L'Ouvrier de la nuit est le premier roman publié de l'écrivain Bernard Clavel, paru en 1956 aux éditions Julliard puis en livre de poche comme la plupart de ses romans. Il a également été réédité chez Robert Laffont en 1971 sous le titre Jura.

Bernard Clavel vécut à Vernaison, petite cité située le long du Rhône au sud de Lyon de 1945 à 1957 où il écrivit en particulier ses trois premiers romans : L’Ouvrier de la nuit, Pirates du Rhône et Qui m'emporte, plus connu sous le titre que porte le film Le Tonnerre de Dieu.

De cette période, il nous donne ce témoignage : « Je revois Vernaison, les rives encore sauvages, la véranda où j’écrivais.

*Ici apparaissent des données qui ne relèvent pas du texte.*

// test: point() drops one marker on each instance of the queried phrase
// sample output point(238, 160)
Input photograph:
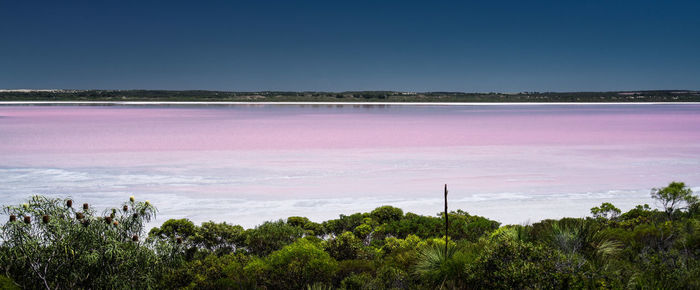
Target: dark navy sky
point(501, 46)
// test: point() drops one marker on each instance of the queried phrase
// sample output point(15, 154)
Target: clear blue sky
point(500, 46)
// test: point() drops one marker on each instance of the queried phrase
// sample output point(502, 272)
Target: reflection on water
point(249, 163)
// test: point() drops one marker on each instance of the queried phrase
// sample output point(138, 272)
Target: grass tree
point(58, 243)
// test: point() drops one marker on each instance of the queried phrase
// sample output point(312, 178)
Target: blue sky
point(500, 46)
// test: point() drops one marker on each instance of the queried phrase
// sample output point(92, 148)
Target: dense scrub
point(51, 243)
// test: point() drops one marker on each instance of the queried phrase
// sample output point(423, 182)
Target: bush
point(57, 245)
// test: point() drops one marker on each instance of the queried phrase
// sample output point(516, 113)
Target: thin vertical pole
point(447, 222)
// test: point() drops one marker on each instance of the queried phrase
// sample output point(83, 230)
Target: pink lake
point(249, 163)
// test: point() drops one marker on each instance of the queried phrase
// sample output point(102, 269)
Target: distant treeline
point(351, 96)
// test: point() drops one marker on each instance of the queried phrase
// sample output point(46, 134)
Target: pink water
point(249, 163)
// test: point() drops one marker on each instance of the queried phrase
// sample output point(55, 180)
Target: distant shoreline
point(146, 103)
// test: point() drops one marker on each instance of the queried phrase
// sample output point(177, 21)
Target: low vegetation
point(58, 243)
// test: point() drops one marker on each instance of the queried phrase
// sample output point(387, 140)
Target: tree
point(271, 236)
point(294, 266)
point(675, 196)
point(51, 243)
point(606, 211)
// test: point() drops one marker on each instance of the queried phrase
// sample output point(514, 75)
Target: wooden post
point(447, 222)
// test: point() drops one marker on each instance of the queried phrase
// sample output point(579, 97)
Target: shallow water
point(249, 163)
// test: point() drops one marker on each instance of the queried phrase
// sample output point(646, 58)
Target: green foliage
point(271, 236)
point(383, 249)
point(221, 238)
point(294, 266)
point(344, 247)
point(59, 246)
point(605, 211)
point(7, 283)
point(674, 197)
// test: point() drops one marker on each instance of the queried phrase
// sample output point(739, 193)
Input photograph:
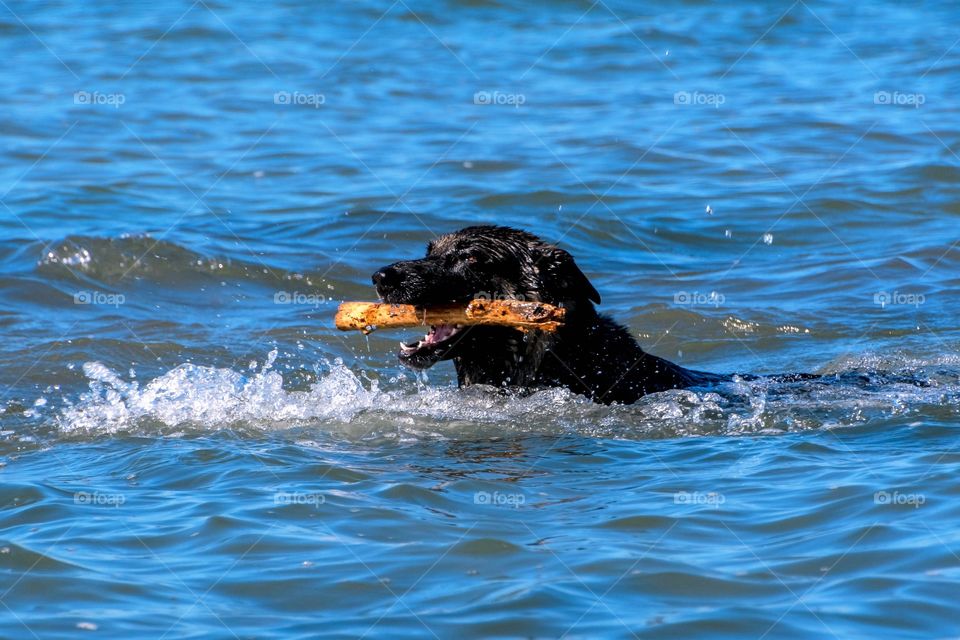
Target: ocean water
point(188, 449)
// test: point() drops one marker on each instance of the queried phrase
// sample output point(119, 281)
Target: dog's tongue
point(439, 333)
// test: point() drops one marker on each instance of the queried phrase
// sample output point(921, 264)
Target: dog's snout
point(386, 277)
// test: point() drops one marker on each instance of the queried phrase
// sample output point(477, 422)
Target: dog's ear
point(561, 278)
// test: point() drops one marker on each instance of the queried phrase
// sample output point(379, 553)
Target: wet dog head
point(479, 262)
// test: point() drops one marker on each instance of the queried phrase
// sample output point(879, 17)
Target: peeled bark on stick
point(520, 314)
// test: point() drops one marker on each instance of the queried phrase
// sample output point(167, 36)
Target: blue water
point(188, 449)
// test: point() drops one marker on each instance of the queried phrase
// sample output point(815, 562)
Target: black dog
point(590, 354)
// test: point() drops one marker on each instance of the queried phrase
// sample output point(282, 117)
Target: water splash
point(200, 398)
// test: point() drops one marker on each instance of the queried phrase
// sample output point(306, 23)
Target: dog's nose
point(386, 277)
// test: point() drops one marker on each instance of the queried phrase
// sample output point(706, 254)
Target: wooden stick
point(521, 314)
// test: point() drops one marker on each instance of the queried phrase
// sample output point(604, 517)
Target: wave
point(192, 398)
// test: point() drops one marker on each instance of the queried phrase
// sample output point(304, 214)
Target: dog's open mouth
point(422, 353)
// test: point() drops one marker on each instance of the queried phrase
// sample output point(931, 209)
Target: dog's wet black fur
point(590, 354)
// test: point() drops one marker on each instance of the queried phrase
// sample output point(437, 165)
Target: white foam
point(208, 398)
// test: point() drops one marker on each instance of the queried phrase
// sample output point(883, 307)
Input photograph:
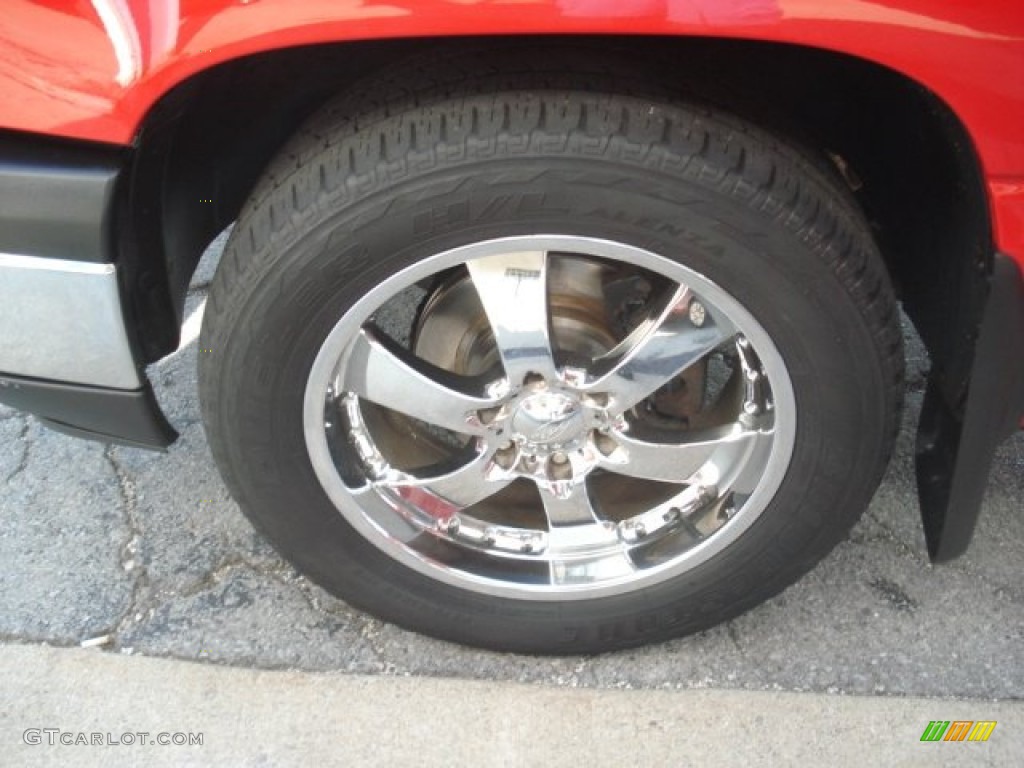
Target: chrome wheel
point(561, 418)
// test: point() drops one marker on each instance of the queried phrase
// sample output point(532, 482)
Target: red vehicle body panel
point(92, 69)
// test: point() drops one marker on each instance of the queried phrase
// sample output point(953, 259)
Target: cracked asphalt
point(148, 553)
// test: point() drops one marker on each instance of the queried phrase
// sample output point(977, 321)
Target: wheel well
point(904, 154)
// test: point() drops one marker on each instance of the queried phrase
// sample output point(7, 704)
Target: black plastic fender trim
point(956, 441)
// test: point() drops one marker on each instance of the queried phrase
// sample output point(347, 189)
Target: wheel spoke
point(657, 350)
point(674, 462)
point(513, 289)
point(450, 491)
point(383, 373)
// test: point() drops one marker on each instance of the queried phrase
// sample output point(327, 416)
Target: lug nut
point(532, 379)
point(697, 313)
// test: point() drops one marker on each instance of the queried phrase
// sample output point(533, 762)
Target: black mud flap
point(956, 441)
point(125, 417)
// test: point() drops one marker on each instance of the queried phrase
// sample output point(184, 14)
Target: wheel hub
point(548, 420)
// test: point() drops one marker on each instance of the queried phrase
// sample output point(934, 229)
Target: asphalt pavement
point(143, 553)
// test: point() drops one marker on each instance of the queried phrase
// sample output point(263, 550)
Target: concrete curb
point(270, 718)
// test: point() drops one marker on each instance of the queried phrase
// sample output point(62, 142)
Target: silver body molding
point(61, 321)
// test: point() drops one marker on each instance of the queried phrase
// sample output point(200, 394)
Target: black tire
point(365, 193)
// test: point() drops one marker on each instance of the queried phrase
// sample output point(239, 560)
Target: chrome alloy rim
point(563, 418)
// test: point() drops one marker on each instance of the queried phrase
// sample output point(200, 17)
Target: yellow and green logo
point(958, 730)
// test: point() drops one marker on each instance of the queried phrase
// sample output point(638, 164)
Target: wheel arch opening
point(906, 157)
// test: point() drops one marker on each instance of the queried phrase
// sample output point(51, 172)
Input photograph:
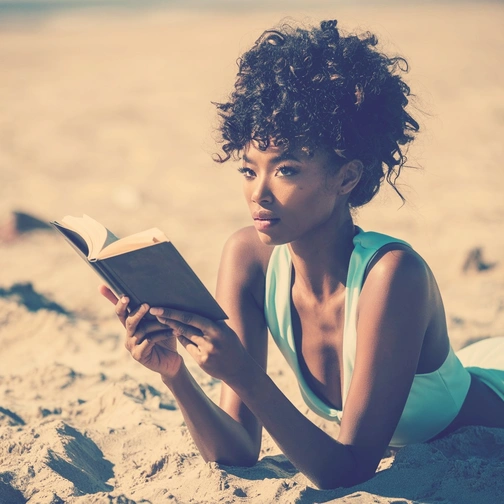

Je revois mes enfants tout petits, sans gâteries ni vacances de soleil, car nous étions pauvres. Je revois ma femme tapant le manuscrit sur une antique machine prêtée par le menuisier du village, mon ami Vachon, qui croyait en moi. »

Graffiti sur Le Cri

En 1956, Clavel fait un voyage à Paris pour parler avec l'éditeur Julliard de son dernier roman qui s'appelait alors Vorgine[1] C'est un nouvel échec. Il en reviendra ulcéré et chez lui à Vernaison, écrira en quelques jours et quelques nuits L'ouvrier de la nuit.

Comme Bernard Clavel l'a lui-même écrit : « Ce livre est un cri, jeté sur le papier en quelques jours et nuits de fièvre. » Le cri d'un homme qui a tout sacrifié pour sa passion et qui s'aperçoit qu'il ne peut plus supporter cette situation, non seulement pour lui-même mais surtout pour ceux qu'il aime. C'est un livre sur la passion et l'égoïsme sur laquelle elle repose.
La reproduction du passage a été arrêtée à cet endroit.